Schizophrenia is the quintessential mental illness. Ask someone what they think of when they hear the word schizophrenia and the answers are revealing. The malodorous woman who sits under the overpass mumbling to no one, her grocery cart of worldly possessions at her side; the man on the bus who rides for hours, sitting in the corner, muttering quietly to himself; a peculiar uncle who never left his parents’ house, kept to himself, and wore a tin foil hat for “protection.”  We all have our stereotypes, some reinforced by experience, others by cultural norms and expectations. However, these images barely scratch the surface of a complex, often tragic illness.

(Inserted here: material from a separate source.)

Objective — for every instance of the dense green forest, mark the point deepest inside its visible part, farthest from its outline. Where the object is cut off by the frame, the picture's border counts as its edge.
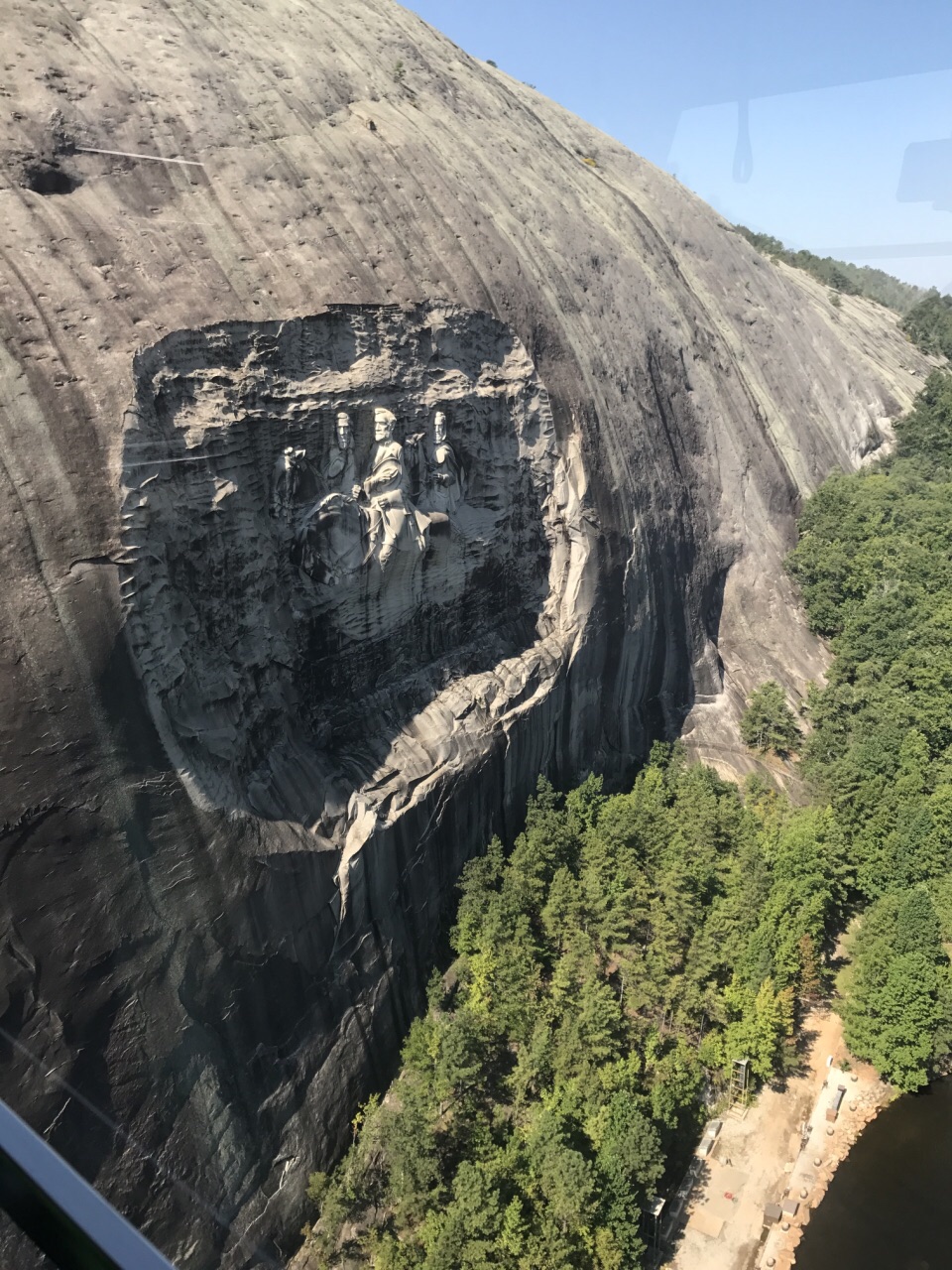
(852, 280)
(611, 965)
(929, 324)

Schizophrenia typically develops just as individuals are beginning to spread their wings in adulthood, often striking college-age men and women. The illness most often emerges when individuals are in their 20s (early 20s for men and later 20s for women), although it can rarely occur much earlier or much later. While there is a strong genetic component, the majority of people who develop schizophrenia have no family history of psychosis. Rather than “suddenly snap” or have a “psychotic break,” most people show symptoms gradually over the course of a few months. Once bright and engaged, they may become withdrawn, keeping to themselves.  They may show odd behavior or have what others perceive as “weird” thoughts or notions – seeing patterns in the world where none are meant to exist or reading personal messages from information on the TV or Internet. For some, there is the constant chatter of voices that are distinct from the commentary most of us carry on inside our own heads; rather it is a sense of hearing someone speaking from outside your own mind.